— Однако, не любишь ты этих «периодов»! Ну, а вы, молодые люди, какого на этот счет мнения? Ты, Павел Алексеич! как ты об этих периодах полагаешь?
Я заметил, что, покуда мы вели эту беседу, молчалинская молодежь не обращала на нас никакого внимания. Даже взрослые молодые люди, как Павел и Соня, — и те держали себя особнячком, не только не вмешиваясь в разговоры старших, но даже и не прислушиваясь к ним.
— Что такое? Об чем вы, папенька, спрашиваете? — отозвался Павел Алексеич, застигнутый врасплох.
— А ты бы, мой друг, и прислушался иногда! Ведь старшие-то не всё одни пустяки говорят!
— Ах, папенька! вы ведь знаете, что я не интересуюсь этим!
— Чем «этим»-то?
— Да вот… внутреннею политикой этой… мероприятиями…
Павел Алексеич как-то загадочно улыбнулся и, обратясь к сестре, начал шептаться с нею, как бы возвращаясь к прерванному разговору. Алексей Степаныч укоризненно покачал на него головой.
— Вот они, молодые-то люди наши! — сказал он, — никакого в них к жизни внимания нет, все где-то витают, в эмпиреях каких-то!
— Вот уж извините! — обиделась Софья Алексеевна, — это вы в эмпиреях живете, а мы признаем только действительность, или, лучше сказать…

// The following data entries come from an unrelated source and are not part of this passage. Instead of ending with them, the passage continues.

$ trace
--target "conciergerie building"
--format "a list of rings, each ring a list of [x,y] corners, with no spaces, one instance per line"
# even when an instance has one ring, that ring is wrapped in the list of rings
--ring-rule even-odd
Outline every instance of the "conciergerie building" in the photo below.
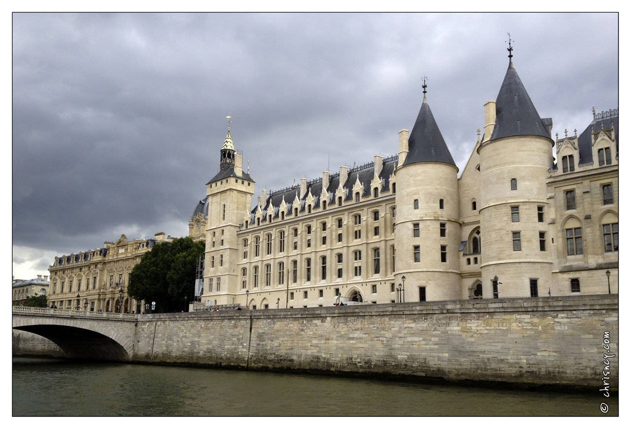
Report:
[[[553,138],[551,119],[540,117],[509,50],[459,178],[425,85],[398,155],[263,190],[254,205],[255,182],[228,124],[219,173],[189,220],[189,235],[206,240],[201,303],[617,293],[617,109],[594,110],[580,135]]]

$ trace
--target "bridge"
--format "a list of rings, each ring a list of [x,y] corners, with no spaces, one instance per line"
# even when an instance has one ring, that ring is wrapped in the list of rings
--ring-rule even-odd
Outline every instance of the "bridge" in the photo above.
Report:
[[[13,329],[37,334],[68,358],[129,361],[134,351],[137,314],[14,307]]]

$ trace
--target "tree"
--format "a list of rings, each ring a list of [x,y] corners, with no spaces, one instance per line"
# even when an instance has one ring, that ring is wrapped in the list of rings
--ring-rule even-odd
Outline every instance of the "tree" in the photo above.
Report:
[[[32,297],[27,297],[24,307],[48,307],[48,298],[46,295],[38,295],[37,293]]]
[[[184,296],[194,294],[197,261],[204,242],[190,237],[155,244],[129,274],[127,291],[136,300],[155,301],[163,311],[178,307]]]

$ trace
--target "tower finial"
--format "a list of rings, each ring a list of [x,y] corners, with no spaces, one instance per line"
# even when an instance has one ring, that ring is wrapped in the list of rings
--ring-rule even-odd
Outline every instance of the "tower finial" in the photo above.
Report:
[[[423,76],[423,102],[427,102],[427,76]]]
[[[510,38],[510,33],[507,33],[506,34],[509,35],[509,40],[508,40],[509,47],[507,48],[506,48],[506,50],[507,51],[509,51],[509,59],[512,59],[512,46],[510,45],[510,42],[514,42],[515,40],[512,40]],[[511,62],[512,62],[512,59],[510,59],[509,61],[511,61]]]

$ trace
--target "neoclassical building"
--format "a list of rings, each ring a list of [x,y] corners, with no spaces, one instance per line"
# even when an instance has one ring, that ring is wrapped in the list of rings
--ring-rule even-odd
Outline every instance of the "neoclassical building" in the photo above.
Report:
[[[254,206],[228,124],[220,172],[189,220],[191,236],[206,240],[202,303],[617,293],[617,109],[553,138],[512,57],[459,178],[425,85],[397,155],[263,190]]]
[[[45,295],[48,293],[48,276],[37,275],[37,278],[30,280],[15,279],[11,285],[13,303],[20,305],[29,297]]]
[[[129,296],[131,270],[156,243],[173,238],[158,232],[153,238],[128,240],[124,234],[103,247],[56,256],[49,267],[49,305],[57,309],[114,313],[140,313],[144,304]]]

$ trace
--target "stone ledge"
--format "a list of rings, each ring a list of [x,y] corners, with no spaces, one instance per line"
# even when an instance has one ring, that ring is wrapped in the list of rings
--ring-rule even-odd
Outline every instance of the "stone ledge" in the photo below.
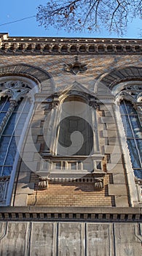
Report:
[[[0,220],[87,219],[130,222],[142,219],[142,208],[130,207],[1,207]]]
[[[127,189],[125,184],[109,184],[109,195],[127,196]]]

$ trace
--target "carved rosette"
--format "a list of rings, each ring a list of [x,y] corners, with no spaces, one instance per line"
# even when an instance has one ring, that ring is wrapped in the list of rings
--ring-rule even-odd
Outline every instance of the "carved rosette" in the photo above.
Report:
[[[94,178],[94,187],[95,189],[103,189],[103,178]]]
[[[46,189],[48,188],[48,178],[39,177],[39,188],[40,189]]]
[[[78,61],[78,56],[74,57],[74,63],[64,64],[64,70],[76,75],[78,72],[84,72],[87,69],[87,64],[83,64]]]

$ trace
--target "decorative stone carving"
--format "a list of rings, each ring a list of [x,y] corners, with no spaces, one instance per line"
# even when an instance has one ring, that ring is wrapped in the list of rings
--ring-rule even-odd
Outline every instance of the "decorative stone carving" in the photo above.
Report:
[[[119,96],[130,97],[135,99],[138,102],[142,99],[142,85],[138,84],[131,84],[127,86],[121,91]]]
[[[10,105],[0,124],[0,136],[15,110],[17,102],[27,94],[29,89],[28,85],[20,80],[8,80],[0,83],[0,98],[5,96],[10,97]]]
[[[9,182],[9,176],[0,177],[0,202],[6,200]]]
[[[8,96],[10,99],[18,101],[30,90],[28,84],[20,80],[7,80],[0,83],[0,97]]]
[[[48,187],[48,178],[47,177],[39,177],[39,189],[47,189]]]
[[[103,178],[95,178],[94,179],[94,187],[95,189],[103,189]]]
[[[76,75],[79,72],[83,72],[87,69],[87,64],[82,64],[79,62],[78,56],[74,57],[74,62],[73,64],[68,63],[64,64],[64,70]]]
[[[15,105],[16,105],[15,101],[10,102],[10,105],[8,108],[8,110],[7,110],[5,116],[4,117],[2,121],[0,124],[0,136],[2,134],[2,132],[4,131],[4,129],[7,124],[9,117],[11,116],[11,115],[15,109]]]

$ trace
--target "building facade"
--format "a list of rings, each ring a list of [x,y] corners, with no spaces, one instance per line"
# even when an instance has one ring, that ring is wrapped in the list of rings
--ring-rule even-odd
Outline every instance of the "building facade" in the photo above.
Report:
[[[142,254],[142,40],[0,34],[1,255]]]

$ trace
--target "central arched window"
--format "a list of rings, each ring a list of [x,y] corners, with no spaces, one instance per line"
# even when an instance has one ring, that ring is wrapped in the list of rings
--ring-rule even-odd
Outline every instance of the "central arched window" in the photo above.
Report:
[[[90,155],[93,147],[89,105],[83,97],[68,96],[62,103],[58,127],[59,155]]]
[[[133,104],[121,101],[120,113],[135,176],[142,179],[142,127]]]

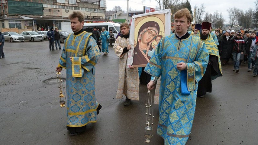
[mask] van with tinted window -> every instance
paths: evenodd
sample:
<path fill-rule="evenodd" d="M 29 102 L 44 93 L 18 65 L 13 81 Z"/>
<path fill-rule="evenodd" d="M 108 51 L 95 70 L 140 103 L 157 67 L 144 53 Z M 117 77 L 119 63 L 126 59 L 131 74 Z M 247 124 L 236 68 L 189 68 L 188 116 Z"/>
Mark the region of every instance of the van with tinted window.
<path fill-rule="evenodd" d="M 83 29 L 87 32 L 91 33 L 93 31 L 93 27 L 94 27 L 99 29 L 99 32 L 101 33 L 102 27 L 105 27 L 106 30 L 108 32 L 110 30 L 112 30 L 114 33 L 115 38 L 120 31 L 120 24 L 117 23 L 113 22 L 84 23 Z"/>

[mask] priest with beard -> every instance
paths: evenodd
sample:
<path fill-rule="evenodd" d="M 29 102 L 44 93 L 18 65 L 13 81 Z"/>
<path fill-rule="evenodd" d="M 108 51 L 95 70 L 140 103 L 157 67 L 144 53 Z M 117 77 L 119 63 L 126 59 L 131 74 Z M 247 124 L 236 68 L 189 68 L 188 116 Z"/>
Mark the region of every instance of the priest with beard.
<path fill-rule="evenodd" d="M 199 82 L 197 96 L 203 97 L 206 93 L 211 93 L 211 81 L 222 76 L 221 65 L 219 50 L 215 41 L 209 32 L 211 24 L 204 22 L 202 23 L 202 29 L 197 34 L 201 41 L 204 42 L 209 52 L 210 57 L 206 71 Z"/>

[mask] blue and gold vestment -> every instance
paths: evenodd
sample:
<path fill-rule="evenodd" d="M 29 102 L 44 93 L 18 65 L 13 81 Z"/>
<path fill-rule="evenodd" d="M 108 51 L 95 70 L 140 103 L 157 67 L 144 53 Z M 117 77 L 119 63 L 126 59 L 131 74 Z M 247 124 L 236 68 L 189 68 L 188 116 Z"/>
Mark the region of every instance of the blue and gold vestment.
<path fill-rule="evenodd" d="M 161 77 L 157 134 L 164 139 L 165 145 L 186 143 L 193 124 L 198 82 L 208 60 L 205 45 L 200 38 L 190 35 L 179 40 L 173 34 L 162 39 L 147 64 L 145 72 Z M 180 62 L 186 63 L 186 70 L 177 69 L 176 64 Z M 186 80 L 186 88 L 181 87 L 182 79 Z M 189 94 L 182 93 L 184 89 Z"/>
<path fill-rule="evenodd" d="M 58 66 L 67 70 L 68 127 L 81 127 L 97 121 L 95 66 L 101 54 L 91 35 L 85 31 L 76 35 L 70 34 Z"/>

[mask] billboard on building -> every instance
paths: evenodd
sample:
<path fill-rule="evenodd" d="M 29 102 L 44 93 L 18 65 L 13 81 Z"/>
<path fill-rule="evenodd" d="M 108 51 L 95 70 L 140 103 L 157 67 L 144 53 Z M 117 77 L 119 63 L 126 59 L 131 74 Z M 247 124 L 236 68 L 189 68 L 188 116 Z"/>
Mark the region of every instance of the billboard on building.
<path fill-rule="evenodd" d="M 155 9 L 148 7 L 147 6 L 143 7 L 143 11 L 145 13 L 147 13 L 150 12 L 155 11 Z"/>

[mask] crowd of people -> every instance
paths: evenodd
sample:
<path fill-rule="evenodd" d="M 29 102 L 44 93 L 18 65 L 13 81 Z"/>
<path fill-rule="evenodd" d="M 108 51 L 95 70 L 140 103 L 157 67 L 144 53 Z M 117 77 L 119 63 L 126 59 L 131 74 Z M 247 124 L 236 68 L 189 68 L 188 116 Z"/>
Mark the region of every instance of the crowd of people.
<path fill-rule="evenodd" d="M 58 28 L 57 27 L 55 28 L 54 30 L 54 27 L 50 27 L 49 31 L 47 31 L 47 37 L 49 41 L 49 50 L 53 51 L 55 50 L 54 46 L 54 43 L 55 44 L 55 48 L 57 50 L 57 45 L 59 49 L 62 49 L 61 47 L 60 44 L 60 34 L 58 32 Z"/>
<path fill-rule="evenodd" d="M 214 41 L 217 42 L 222 65 L 228 65 L 229 61 L 232 59 L 233 64 L 232 70 L 238 73 L 240 71 L 240 65 L 242 63 L 247 63 L 247 71 L 253 71 L 253 76 L 257 76 L 258 64 L 256 66 L 257 63 L 255 63 L 255 56 L 256 46 L 258 45 L 258 32 L 255 30 L 252 31 L 244 31 L 242 28 L 237 32 L 234 30 L 224 30 L 220 28 L 215 29 L 213 31 L 212 30 L 211 26 L 209 32 Z M 188 33 L 192 33 L 196 35 L 201 30 L 202 25 L 196 24 L 194 28 Z M 171 32 L 174 33 L 174 29 Z"/>
<path fill-rule="evenodd" d="M 56 70 L 67 69 L 67 128 L 72 136 L 85 130 L 88 123 L 96 122 L 101 106 L 95 97 L 95 65 L 101 50 L 104 55 L 108 54 L 108 42 L 113 45 L 110 40 L 114 41 L 114 50 L 119 58 L 116 98 L 124 96 L 125 106 L 130 105 L 131 100 L 139 100 L 140 76 L 138 68 L 127 67 L 128 51 L 132 48 L 127 23 L 121 25 L 119 36 L 115 38 L 112 32 L 109 33 L 105 28 L 102 28 L 101 34 L 96 27 L 92 33 L 85 31 L 84 16 L 79 12 L 74 12 L 69 18 L 74 33 L 65 42 Z M 248 71 L 253 69 L 254 76 L 257 75 L 258 37 L 255 32 L 251 32 L 251 37 L 248 32 L 244 35 L 241 31 L 235 33 L 233 30 L 218 29 L 213 32 L 211 24 L 207 22 L 196 24 L 192 32 L 188 32 L 192 16 L 187 8 L 178 11 L 174 18 L 175 29 L 170 35 L 163 37 L 153 33 L 156 35 L 150 37 L 158 44 L 154 46 L 155 51 L 146 52 L 150 58 L 142 71 L 151 76 L 148 90 L 154 89 L 160 78 L 155 88 L 159 92 L 157 134 L 164 139 L 165 144 L 182 145 L 186 144 L 190 134 L 196 97 L 211 92 L 211 81 L 222 76 L 222 66 L 228 64 L 232 57 L 233 70 L 238 72 L 240 60 L 243 63 L 248 61 Z M 139 40 L 148 32 L 144 30 Z M 98 46 L 101 40 L 101 49 Z M 252 64 L 253 62 L 255 65 Z"/>

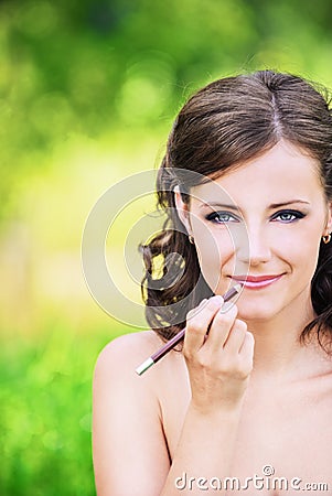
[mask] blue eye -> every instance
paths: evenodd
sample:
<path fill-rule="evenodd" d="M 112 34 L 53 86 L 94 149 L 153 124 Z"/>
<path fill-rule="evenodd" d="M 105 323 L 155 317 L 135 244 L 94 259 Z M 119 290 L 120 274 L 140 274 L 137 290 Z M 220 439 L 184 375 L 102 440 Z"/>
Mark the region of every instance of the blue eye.
<path fill-rule="evenodd" d="M 212 212 L 212 214 L 206 215 L 205 218 L 215 224 L 238 223 L 238 218 L 229 212 Z"/>
<path fill-rule="evenodd" d="M 296 220 L 299 220 L 300 218 L 306 217 L 306 214 L 303 214 L 302 212 L 299 211 L 280 211 L 277 212 L 274 216 L 272 216 L 272 220 L 279 220 L 283 224 L 291 224 Z"/>

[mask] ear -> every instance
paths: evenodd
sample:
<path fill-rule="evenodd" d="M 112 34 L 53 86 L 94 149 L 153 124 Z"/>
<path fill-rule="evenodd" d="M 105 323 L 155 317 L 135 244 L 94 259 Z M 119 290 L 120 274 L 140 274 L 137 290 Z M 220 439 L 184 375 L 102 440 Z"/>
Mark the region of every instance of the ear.
<path fill-rule="evenodd" d="M 326 226 L 323 236 L 332 233 L 332 201 L 328 204 Z"/>
<path fill-rule="evenodd" d="M 189 218 L 189 215 L 190 215 L 189 207 L 188 207 L 188 204 L 184 203 L 182 200 L 179 186 L 174 187 L 174 202 L 175 202 L 176 212 L 178 212 L 180 220 L 184 225 L 188 234 L 192 235 L 192 228 L 191 228 L 190 218 Z"/>

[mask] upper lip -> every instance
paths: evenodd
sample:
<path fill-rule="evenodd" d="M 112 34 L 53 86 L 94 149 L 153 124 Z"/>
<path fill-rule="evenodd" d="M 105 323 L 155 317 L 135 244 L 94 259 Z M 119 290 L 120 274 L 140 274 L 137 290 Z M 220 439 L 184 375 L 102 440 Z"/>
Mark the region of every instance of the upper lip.
<path fill-rule="evenodd" d="M 232 279 L 235 281 L 248 281 L 248 282 L 260 282 L 260 281 L 269 281 L 270 279 L 276 279 L 282 276 L 282 273 L 277 274 L 268 274 L 268 276 L 233 276 Z"/>

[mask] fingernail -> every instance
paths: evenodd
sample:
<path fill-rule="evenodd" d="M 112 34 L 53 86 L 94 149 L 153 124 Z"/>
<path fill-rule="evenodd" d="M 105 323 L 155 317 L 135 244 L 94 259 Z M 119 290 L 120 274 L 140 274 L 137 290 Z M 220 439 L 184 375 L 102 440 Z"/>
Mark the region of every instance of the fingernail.
<path fill-rule="evenodd" d="M 208 300 L 208 303 L 213 306 L 222 306 L 222 304 L 224 303 L 224 299 L 219 294 L 216 294 Z"/>

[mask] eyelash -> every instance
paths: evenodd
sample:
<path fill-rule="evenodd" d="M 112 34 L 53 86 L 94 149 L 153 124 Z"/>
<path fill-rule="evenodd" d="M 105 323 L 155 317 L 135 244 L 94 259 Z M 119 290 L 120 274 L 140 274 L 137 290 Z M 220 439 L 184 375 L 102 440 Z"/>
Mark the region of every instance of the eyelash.
<path fill-rule="evenodd" d="M 281 220 L 280 222 L 282 224 L 292 224 L 303 217 L 306 217 L 307 214 L 303 214 L 302 212 L 299 211 L 291 211 L 291 209 L 287 209 L 287 211 L 279 211 L 276 212 L 276 214 L 274 214 L 271 216 L 271 220 L 276 222 L 278 219 L 278 217 L 281 217 L 282 215 L 291 215 L 293 216 L 292 219 L 288 219 L 288 220 Z M 222 216 L 228 216 L 228 220 L 221 220 Z M 234 220 L 231 220 L 229 218 L 233 218 Z M 210 220 L 214 224 L 226 224 L 226 223 L 234 223 L 234 222 L 239 222 L 239 219 L 237 217 L 235 217 L 233 214 L 231 214 L 229 212 L 212 212 L 211 214 L 205 216 L 206 220 Z"/>

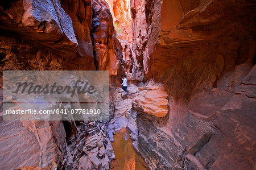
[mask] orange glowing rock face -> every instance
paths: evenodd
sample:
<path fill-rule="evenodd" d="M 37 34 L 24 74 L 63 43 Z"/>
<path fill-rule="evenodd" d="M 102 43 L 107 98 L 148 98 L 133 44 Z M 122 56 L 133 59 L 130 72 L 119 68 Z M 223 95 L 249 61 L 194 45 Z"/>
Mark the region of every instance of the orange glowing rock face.
<path fill-rule="evenodd" d="M 133 43 L 130 0 L 106 0 L 112 14 L 117 38 Z"/>
<path fill-rule="evenodd" d="M 142 111 L 156 117 L 163 117 L 168 113 L 168 94 L 164 87 L 159 85 L 140 88 L 133 99 L 133 106 Z"/>

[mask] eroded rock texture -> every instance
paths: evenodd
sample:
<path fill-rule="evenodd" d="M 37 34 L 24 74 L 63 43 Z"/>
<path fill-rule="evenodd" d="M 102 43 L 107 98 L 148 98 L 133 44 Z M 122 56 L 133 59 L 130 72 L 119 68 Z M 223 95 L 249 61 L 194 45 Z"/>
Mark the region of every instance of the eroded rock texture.
<path fill-rule="evenodd" d="M 133 48 L 143 78 L 164 84 L 169 95 L 165 118 L 138 116 L 139 150 L 151 168 L 253 168 L 254 6 L 131 1 Z"/>
<path fill-rule="evenodd" d="M 117 38 L 133 43 L 130 0 L 106 0 L 112 14 Z"/>

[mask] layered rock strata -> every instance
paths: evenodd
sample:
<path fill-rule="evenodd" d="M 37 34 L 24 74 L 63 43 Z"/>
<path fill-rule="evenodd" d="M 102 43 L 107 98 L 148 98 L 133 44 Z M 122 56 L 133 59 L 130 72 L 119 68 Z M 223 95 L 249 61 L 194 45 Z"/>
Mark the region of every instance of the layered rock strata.
<path fill-rule="evenodd" d="M 139 150 L 152 169 L 253 168 L 254 6 L 131 1 L 144 80 L 163 83 L 169 96 L 163 119 L 137 117 Z"/>

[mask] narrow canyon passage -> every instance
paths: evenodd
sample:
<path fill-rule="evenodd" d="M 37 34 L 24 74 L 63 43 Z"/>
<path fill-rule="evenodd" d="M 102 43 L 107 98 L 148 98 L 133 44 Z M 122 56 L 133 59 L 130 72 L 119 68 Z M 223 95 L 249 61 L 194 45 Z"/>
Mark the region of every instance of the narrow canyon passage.
<path fill-rule="evenodd" d="M 0 1 L 0 169 L 255 169 L 255 6 Z"/>

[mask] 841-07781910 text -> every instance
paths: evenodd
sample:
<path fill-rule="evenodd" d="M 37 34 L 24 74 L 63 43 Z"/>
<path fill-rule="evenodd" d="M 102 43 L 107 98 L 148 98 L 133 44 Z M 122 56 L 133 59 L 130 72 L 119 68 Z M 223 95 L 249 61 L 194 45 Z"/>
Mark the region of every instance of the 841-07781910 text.
<path fill-rule="evenodd" d="M 54 109 L 52 110 L 36 110 L 35 109 L 27 109 L 27 110 L 7 110 L 6 111 L 6 114 L 101 114 L 100 109 Z"/>

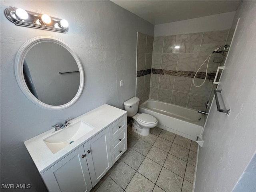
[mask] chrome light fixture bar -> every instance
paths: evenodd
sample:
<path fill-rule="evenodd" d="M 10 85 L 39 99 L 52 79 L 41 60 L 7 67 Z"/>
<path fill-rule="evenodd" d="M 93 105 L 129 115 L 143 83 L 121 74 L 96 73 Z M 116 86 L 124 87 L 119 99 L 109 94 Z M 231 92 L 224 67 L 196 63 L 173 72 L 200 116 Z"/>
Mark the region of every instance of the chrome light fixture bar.
<path fill-rule="evenodd" d="M 64 33 L 68 30 L 68 23 L 66 20 L 50 17 L 46 14 L 10 7 L 6 9 L 4 14 L 16 25 Z"/>

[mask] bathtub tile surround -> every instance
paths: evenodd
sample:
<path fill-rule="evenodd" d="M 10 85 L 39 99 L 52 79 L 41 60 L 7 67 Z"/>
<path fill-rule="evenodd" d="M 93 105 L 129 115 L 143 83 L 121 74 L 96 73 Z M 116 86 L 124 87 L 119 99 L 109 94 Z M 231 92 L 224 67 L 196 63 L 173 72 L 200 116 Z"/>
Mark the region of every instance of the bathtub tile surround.
<path fill-rule="evenodd" d="M 137 33 L 136 96 L 140 104 L 150 97 L 154 37 Z"/>
<path fill-rule="evenodd" d="M 154 37 L 150 98 L 196 110 L 204 110 L 214 86 L 219 63 L 210 58 L 207 80 L 197 88 L 192 83 L 196 72 L 211 52 L 225 45 L 229 30 Z M 222 60 L 222 64 L 224 60 Z M 205 76 L 206 64 L 195 80 L 200 85 Z"/>
<path fill-rule="evenodd" d="M 128 140 L 136 139 L 136 143 L 132 148 L 128 149 L 128 152 L 123 154 L 92 192 L 192 191 L 195 167 L 190 163 L 194 164 L 196 153 L 191 150 L 195 150 L 196 143 L 157 127 L 150 129 L 150 136 L 146 139 L 142 136 L 139 139 L 129 130 Z M 172 141 L 161 137 L 165 135 Z M 177 143 L 183 142 L 188 148 Z M 136 147 L 144 143 L 150 148 L 146 153 Z M 170 150 L 166 152 L 158 148 L 166 143 L 170 145 Z"/>

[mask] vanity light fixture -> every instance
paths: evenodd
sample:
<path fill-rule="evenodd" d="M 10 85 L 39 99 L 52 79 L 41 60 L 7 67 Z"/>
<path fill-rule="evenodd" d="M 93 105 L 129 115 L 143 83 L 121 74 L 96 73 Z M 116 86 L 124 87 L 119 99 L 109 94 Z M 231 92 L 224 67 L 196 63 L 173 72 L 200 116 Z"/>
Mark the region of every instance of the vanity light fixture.
<path fill-rule="evenodd" d="M 16 25 L 66 33 L 68 30 L 68 22 L 65 19 L 50 17 L 20 8 L 10 7 L 4 11 L 7 18 Z"/>
<path fill-rule="evenodd" d="M 27 19 L 28 18 L 28 14 L 27 12 L 20 8 L 16 10 L 15 14 L 17 17 L 21 20 Z"/>

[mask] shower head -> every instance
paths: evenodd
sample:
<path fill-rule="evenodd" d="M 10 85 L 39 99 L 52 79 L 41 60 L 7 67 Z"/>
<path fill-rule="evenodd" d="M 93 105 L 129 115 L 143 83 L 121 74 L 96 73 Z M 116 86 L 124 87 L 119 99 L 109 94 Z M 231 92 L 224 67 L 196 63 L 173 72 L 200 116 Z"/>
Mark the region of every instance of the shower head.
<path fill-rule="evenodd" d="M 218 48 L 217 48 L 217 49 L 215 49 L 213 52 L 212 52 L 212 53 L 221 53 L 222 52 L 222 51 L 219 51 L 218 50 L 221 48 L 222 48 L 222 47 L 224 47 L 225 48 L 225 49 L 229 47 L 229 45 L 228 45 L 228 44 L 226 44 L 225 45 L 223 45 L 222 46 L 220 46 L 220 47 L 219 47 Z"/>

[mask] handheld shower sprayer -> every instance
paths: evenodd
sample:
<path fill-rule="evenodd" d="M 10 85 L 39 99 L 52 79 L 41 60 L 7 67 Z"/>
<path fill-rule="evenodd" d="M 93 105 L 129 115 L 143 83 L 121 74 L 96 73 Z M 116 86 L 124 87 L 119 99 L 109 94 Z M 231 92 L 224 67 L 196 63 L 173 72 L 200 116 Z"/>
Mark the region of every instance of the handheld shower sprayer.
<path fill-rule="evenodd" d="M 197 70 L 197 71 L 196 71 L 196 74 L 195 74 L 195 76 L 194 77 L 194 78 L 193 78 L 193 84 L 194 84 L 194 86 L 196 87 L 200 87 L 201 86 L 202 86 L 202 85 L 203 85 L 204 84 L 204 82 L 205 82 L 206 80 L 206 77 L 207 77 L 207 70 L 208 70 L 208 66 L 209 65 L 209 62 L 210 61 L 210 59 L 211 58 L 211 56 L 212 56 L 212 55 L 214 53 L 221 53 L 222 52 L 222 51 L 219 51 L 219 50 L 223 47 L 224 47 L 224 50 L 225 49 L 226 49 L 226 48 L 228 48 L 228 47 L 229 47 L 229 46 L 227 44 L 225 45 L 223 45 L 222 46 L 220 46 L 220 47 L 217 48 L 217 49 L 214 50 L 214 51 L 213 51 L 210 54 L 209 56 L 208 56 L 207 57 L 207 58 L 206 58 L 206 59 L 204 60 L 204 61 L 203 62 L 203 63 L 202 64 L 202 65 L 201 65 L 201 66 L 200 66 L 200 67 L 199 67 L 199 68 L 198 68 L 198 69 Z M 204 63 L 205 63 L 205 62 L 207 60 L 208 60 L 208 61 L 207 62 L 207 65 L 206 66 L 206 73 L 205 73 L 205 77 L 204 78 L 204 82 L 203 82 L 203 83 L 200 85 L 198 86 L 197 85 L 196 85 L 195 84 L 195 78 L 196 78 L 196 74 L 197 74 L 197 73 L 198 73 L 198 71 L 199 71 L 199 70 L 200 70 L 200 69 L 202 67 L 202 66 L 203 66 L 203 65 L 204 65 Z"/>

— Знаю я, сударыня, про какую ты действительность говоришь! А ты бы лучше сказала, как ты на нашу-то, на настоящую-то действительность смотришь? Так, мол, мистерия какая-то… представление балетное!.. Поверите ли, сударь, — обратился он ко мне, — даже об истории говорят, что совсем, мол, это не история, а затмение! Мимо идоша и се не бе!* А вот оно когда-нибудь укусит тебя, «затмение»-то, так ты не то, стрекоза, заговоришь!
— Уж оставил бы ты их, Алексей Степаныч! не трогают они тебя! — вступилась Анфиса Ивановна.
— Ведь и я не в укор, сударыня, а для их же пользы говорю. Ведь им жить посреди этой мистерии-то придется!
— Проживем как-нибудь! — отозвался Павел Алексеич.
— Нет, не проживешь, мой друг. Потому, хоть оно и через пень колоду на свете идет, а все же не затмение происходит. Вот он, городовой-то, на углу стоит! Городовой, сударь, а не мистерия!
— Я очень хорошо это понимаю.
— А понимаешь ли ты, в чем состоят его права и обязанности, вот этого самого городового?
— Права его состоят в том, что он может остановить и отправить в участок всякого, кто ему под силу; обязанности — в том, чтоб делать кому следует под козырек.
— Ан вот и соврал. Таких прав у него нет, чтоб всякого хватать. А ежели он это сделал, так у него начальство есть, которому жалобу на него принести можно. Начальство, сударь!
— Нет, уж я лучше предпочитаю не ходить по той улице, где завижу городового. Покойнее.
— Да ведь таким образом тебе на тот свет уйти придется, потому что на этом-то свете нет вершка земли, на котором бы ты с городовым не встретился!
Павел Алексеич даже не возразил на это. Для меня очевидно было, что разговор этот начался не сегодня и ведется без всякого результата для обеих сторон.
— Недоумение нынче какое-то, — продолжал Алексей Степаныч, — никакого общего разговора в семействе нет. Сидим мы, бывало, при покойном батюшке за столом — и все у нас разговоры простые, для всех понятные: и для родителей, и для детей. Ну, и с Павлом Афанасьичем тоже: он, бывало, говорит — я понимаю, я говорю — он понимает. Уж на что Александр Андреич мудрен был — и того, бывало, понимаешь. Потому, хоть слова и разные, да сюжет-то один. А нынче словно на две половины раскололося: один — свое, другие — тоже свое.
— Мы, папенька, вас любим… и мы вам очень благодарны… неужто вы сомневаетесь? — отозвался Павел Алексеич.
— Знаю, мой друг, и не сомневаюсь! Вот только в мыслях у нас согласия нет!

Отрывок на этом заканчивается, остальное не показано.